Create a savings plan
After you’ve set your goals, you’ll need to create a savings plan. Work out how much you want to save each month – 10% of what you get paid is usually a good place to start – although this can vary depending on your circumstances. Remember, getting into the habit is more important than how much you put away. You can then allocate the remainder to cover your monthly outgoings.
You can also use tools such as a savings calculator to work out how long it will take you to save a specific amount. Then it’s time to put your plan into action:
- Set up a standing order. This is really easy to set up with your bank and means you can arrange for the money to come straight out of your current account and into your savings account.
- Ask your employer if they have a workplace savings scheme that you can join. This takes money directly out of your salary and puts it into a savings account.
Decide where to put your money
It can be helpful to keep your savings separate from your current account. This makes it easier to track and manage, and you could also benefit from interest. You can check online and see what savings products your bank offers or use comparison websites to choose a savings plan that gives you the best benefits and rates.
The most common options are an ISA (Individual Savings Account) or an instant access savings account. ISAs allow you to save money and pays interest that is free of income tax – some even give you instant access to funds and others are designed to be left to mature. One example is the Lifetime ISA (LISAs) which will be launching in April 2017 and allow first-time home buyers to save up to a maximum of £4,000 a year which is then eligible for a 25% bonus. First-time home buyers, who are planning to buy sooner, can take advantage of the Help to Buy scheme which currently allows you to get on the property ladder with just a 5% deposit and a 20% loan from the government.

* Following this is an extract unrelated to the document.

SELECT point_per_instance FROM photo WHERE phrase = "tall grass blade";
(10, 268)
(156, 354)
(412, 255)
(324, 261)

A savings account can also be beneficial if you regularly deposit money and banks may offer higher interest rates the more you save. You can take money out when you need to, which is great for shorter term goals such as booking a holiday.
Monitor your savings
It’s important to keep on top of your savings and make sure you are effectively monitoring progress. There are many different ways to do this – you could create a budget spreadsheet of your outgoings and savings, or use an app which is great for managing all of your accounts from one place. If you’d rather track this offline then it’s a good idea to keep receipts and carry a notebook with you so you can write down all of your spending activity and how much money you’ve saved.
Paying yourself first means consistently prioritising your savings. Getting into the habit of saving – whatever the amount – means that you’re able to make it a part of your routine. And with time, you’ll be able to put more money away each month, giving you a buffer for unexpected events and enabling you to save for future investments.